This is a concept album, the central theme being decay, which runs through it like a stick of Blackpool rock. Like all good stories it has a beginning, middle and an end. In this case punctuated by 3 tracks around the subject of Flies, part of a spoken word triumvirate by lead singer Ben Corry, who very definitely wears his heart on his sleeve, and most of his other organs too!
Still finding space to include live favourites “Poet Boy”, “A Working Class Lad”, and “I’m A Man”, this isn’t simply a collection of grungy guitar driven singles, backed up with album filler tracks. It’s great to hear a polished “Crude Oil Water”, which now sounds even better than the original version, with pounding early Killing Joke drums, vocally crisper and more brutal, with Dom Corry’s innovative guitar work pulling the song this way and that, like cats in a sack.
However, the strength of this album lies in the newer material, which shows just how they’ve developed. “In The Belly Of The Beast” is a case in point. This is multidimensional, allowing Dom simply to shred the ears of the listener, whilst Ben delivers what I consider to be his best vocal so far. I love the harmonised double tracked vocals on this. It demands to be instantly replayed. They even find time for a come down ballad in “Everything Will Be Alright,” showing Ben to be more than a just a bar room screamer.

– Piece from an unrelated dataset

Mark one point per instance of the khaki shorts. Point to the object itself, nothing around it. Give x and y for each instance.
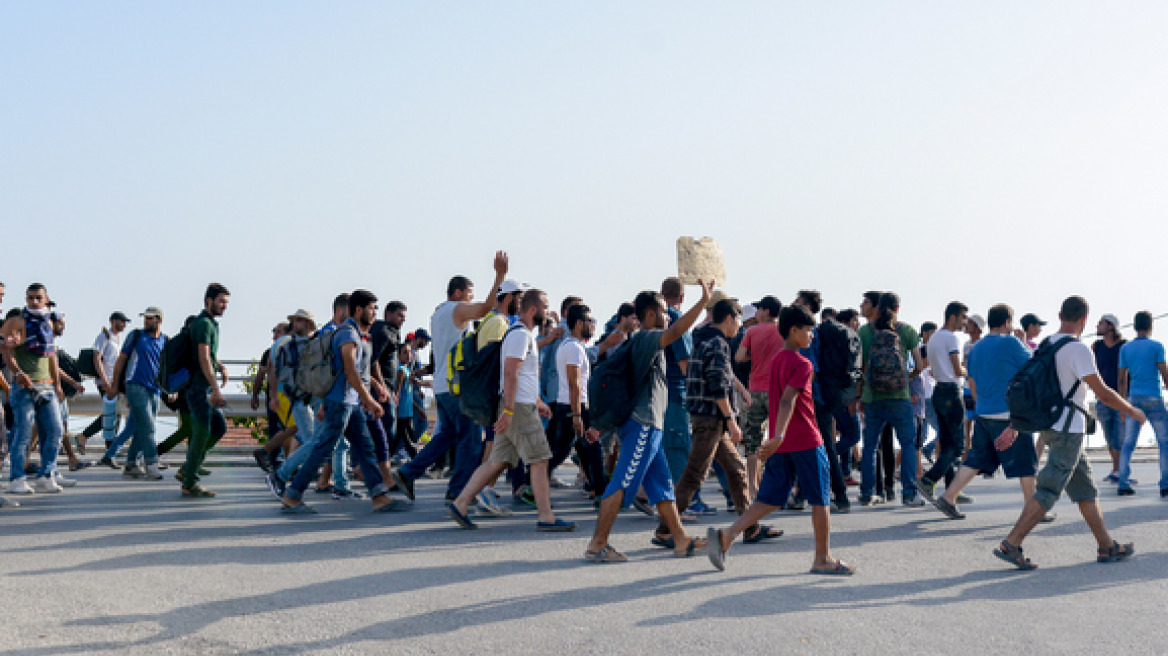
(525, 439)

“Disdain Gain” wouldn’t sound out of place at next year’s Download Festival. I can already picture Dom, one foot on the monitor, surveying the sight in front of him, a sea of hair and devil horns as far as the eye can see!
This album is going to surprise a lot of people, especially those who might have already them pigeonholed or written off as being Idles/Nirvana wannabes. It’s even going to surprise a few fans, who won’t have heard the new songs yet!

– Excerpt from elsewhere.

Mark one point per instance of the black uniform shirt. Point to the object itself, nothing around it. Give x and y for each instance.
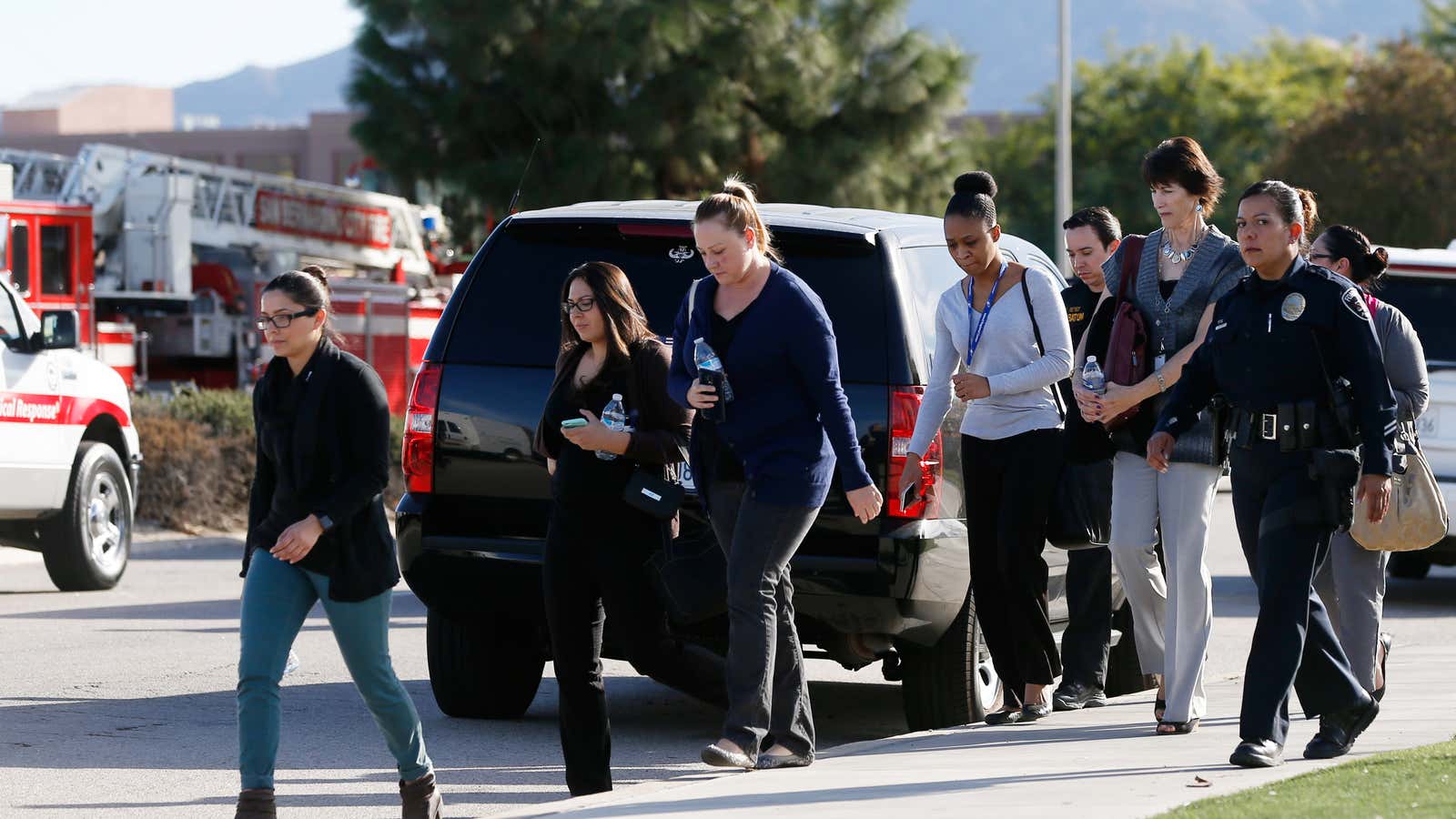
(1264, 349)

I’m always slightly nervous of reviewing music by people I know. Can you be honest and true in the words you choose, so as not to upset them? Or do you pull no punches and let them have both barrels in the spirit of grounding and constructive criticism? If I called this album good, then I could simply close the laptop, knowing that the world would still keep spinning. But it’s not just “good”, it’s shit, THE shit. The GOOD shit that attracts flies like nonces to school sports day. Brutal, yet beautiful. Erotic but pornographic. The world won’t simply keep spinning after this, unharmed and balanced. No, this will knock it several degrees off its axis, out of kilter and eventually altering the time/space continuum, making days longer. That would be a good thing though, more hours in the day to listen to The Battery Farm. Lads you’ve set the bar high for your debut. I’m already hotly anticipating the second!
FLIES is out Fri 18th November on Rare Vitamin Records. They play a Sold Out show at 33 Oldham Street, Manchester the following night. Catch them at Gorilla on Fri 16th Dec supporting Evil Blizzard.